Search code examples
postgresqlamazon-s3backupwal

Is it possible to restore db from WALs twice?


I have a main database server that WALs is periodically archived on s3. So s3 has a 'snapshot' of a database with all the corresponding latest WALs. I have another (local) database server that I want to periodically update to be actual to the state of the main database server. So I once copied "main" directory from s3 and applied all the WALs from s3 by using restore.conf The only thing I've changed in this file is:

restore_command = 'aws s3 cp s3://%bucketName%/database/pg_wal/%f %p'

It was successful. After some time I want to apply all the latest WALs from s3 to being "more synchronized" with a main database server. Is it possible to do it somehow? I know exactly, that I did not make any updates or writes into my "copied" database server. When I'm trying to do it in the exactly same way as before I am getting the next errors (from stderr):

fatal error: An error occurred (404) when calling the HeadObject 
operation: Key "database/pg_wal/00000001000001EF0000001F" does not 
exist
fatal error: An error occurred (404) when calling the HeadObject 
operation: Key "database/pg_wal/00000002.history" does not exist
fatal error: An error occurred (404) when calling the HeadObject 
operation: Key "database/pg_wal/00000001.history" does not exist
fatal error: An error occurred (403) when calling the HeadObject 
operation: Forbidden
fatal error: An error occurred (403) when calling the HeadObject 
operation: Forbidden
fatal error: An error occurred (403) when calling the HeadObject 
operation: Forbidden
fatal error: An error occurred (403) when calling the HeadObject 
operation: Forbidden
fatal error: An error occurred (403) when calling the HeadObject 
operation: Forbidden

This is a more detailed description of my procedure:

I have a two directories on s3: basebackup and pg_wal. basebackup contains base, global, pg_logical, pg_multixact, pg_xact, PG_VERSION, backup_label files.
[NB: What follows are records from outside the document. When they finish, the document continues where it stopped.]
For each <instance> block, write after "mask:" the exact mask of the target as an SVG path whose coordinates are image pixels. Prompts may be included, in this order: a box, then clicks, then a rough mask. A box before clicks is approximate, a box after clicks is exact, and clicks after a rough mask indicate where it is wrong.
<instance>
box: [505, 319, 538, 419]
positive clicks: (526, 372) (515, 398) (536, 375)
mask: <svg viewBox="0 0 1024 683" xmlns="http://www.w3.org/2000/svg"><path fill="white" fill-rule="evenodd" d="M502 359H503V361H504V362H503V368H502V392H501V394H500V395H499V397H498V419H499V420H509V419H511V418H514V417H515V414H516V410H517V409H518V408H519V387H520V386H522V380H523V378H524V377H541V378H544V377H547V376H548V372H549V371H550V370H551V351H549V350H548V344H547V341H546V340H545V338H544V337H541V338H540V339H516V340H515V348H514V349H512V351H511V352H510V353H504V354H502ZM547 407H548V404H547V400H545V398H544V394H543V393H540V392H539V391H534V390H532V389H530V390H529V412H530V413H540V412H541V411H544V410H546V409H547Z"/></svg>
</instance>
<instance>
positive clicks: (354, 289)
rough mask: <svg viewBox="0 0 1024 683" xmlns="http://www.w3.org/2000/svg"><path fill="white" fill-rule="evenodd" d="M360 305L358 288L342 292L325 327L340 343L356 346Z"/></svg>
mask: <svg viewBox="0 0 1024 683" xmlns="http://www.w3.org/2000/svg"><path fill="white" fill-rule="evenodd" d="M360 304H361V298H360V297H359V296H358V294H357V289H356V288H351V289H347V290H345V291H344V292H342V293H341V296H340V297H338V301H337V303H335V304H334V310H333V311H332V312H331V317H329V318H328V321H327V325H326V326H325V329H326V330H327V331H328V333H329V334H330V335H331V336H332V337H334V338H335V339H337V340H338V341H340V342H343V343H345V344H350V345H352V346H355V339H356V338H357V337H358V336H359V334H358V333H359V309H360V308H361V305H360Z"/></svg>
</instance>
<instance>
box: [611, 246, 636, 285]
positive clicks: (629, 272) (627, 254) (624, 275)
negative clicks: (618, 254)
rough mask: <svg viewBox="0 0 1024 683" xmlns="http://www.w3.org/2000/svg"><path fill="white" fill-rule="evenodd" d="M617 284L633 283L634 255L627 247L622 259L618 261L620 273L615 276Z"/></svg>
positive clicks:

When I recover it the first time, I do the following:

  1. Stop postgres

  2. aws s3 sync s3://%bucketname%/basebackup ~/10/main

  3. mkdir empty directories in ~/10/main

  4. copied recovery.conf.sample into ~/10/main/recovery.conf

  5. edit recovery.conf as above

  6. start PostgreSQL

When I'm doing it again after some time I'm doing steps 1, 4, 5, 6 and getting the described result.

Probably, I need to somehow specify the first WAL from s3 bucket to being restored? Because we already restored some of them before. Or it is impossible at all?


Solution

  • There seems to be a lot wrong with your procedures:

    • A complete backup does not only consist of the files and directories you list above, but of the complete data directory (pg_wal/pg_xlog can be empty).

    • After the first recovery, PostgreSQL will choose a new time line, rename backup_label and recovery.conf and come up as a regular database.

      You cannot resume recovering such a database. I don't know what exactly you did to get into recovery mode again, but you must have broken something.

    Once a database has finished recovery, the only way to recover further is to restore the initial backup again and recover from the beginning.

    Have you considered using point-in-time recovery with recovery_target_action = 'pause'? Then PostgreSQL will stay in recovery mode, and you can run queries against the database. To continue recovering, define a new recovery target and restart the server.